Выбрать главу

Le plan était simple : arrêter Faï Rodis et Vir Norine et les obliger, sous la torture, à dire tout ce qu’il fallait à la télévision, puis les tuer le plus rapidement possible. Les Terriens ne se battraient pas contre toute la planète. Bien sûr, il aurait été bien d’engager l’astronef dans l’action en contraignant la souveraine des Terriens – par la torture – à donner l’ordre d’attaquer les Jardins de Tsoam et d’éliminer Tchoïo Tchagass. La puissance de l’astronef était considérable. Il ne resterait des Jardins de Tsoam qu’une fosse, dans laquelle disparaîtraient les collaborateurs les plus proches ainsi que la garde du souverain, sans parler du souverain lui-même. Alors, Ghen Shi et Ka Louf deviendraient – sans pertes superflues et sans risque – les premiers personnages de l’état, quant à Zet Oug, on verrait ! Il fallait supprimer tous les témoins, au nombre desquels cet imbécile de Tael, incapable d’être un bon espion !

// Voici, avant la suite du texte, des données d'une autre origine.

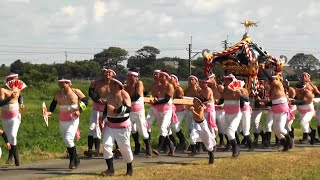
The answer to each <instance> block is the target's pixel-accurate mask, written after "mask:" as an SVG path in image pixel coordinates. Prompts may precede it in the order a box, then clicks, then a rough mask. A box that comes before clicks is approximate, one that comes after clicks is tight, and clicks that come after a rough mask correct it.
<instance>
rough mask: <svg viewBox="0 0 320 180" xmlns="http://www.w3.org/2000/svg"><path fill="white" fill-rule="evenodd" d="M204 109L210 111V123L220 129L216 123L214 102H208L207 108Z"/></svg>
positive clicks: (204, 110)
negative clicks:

— Il faudra se préoccuper à l’avenir de construire de profonds abris souterrains, car, maintenant que les astronefs de la Terre connaissent la route, ils reviendront obligatoirement ici. J’ordonnerai que tous ceux qui restent dans la capitale ne soient pas dirigés vers le Palais de la Mort Douce ou ailleurs, mais constituent une armée de travailleurs souterrains, proféra Ghen Shi.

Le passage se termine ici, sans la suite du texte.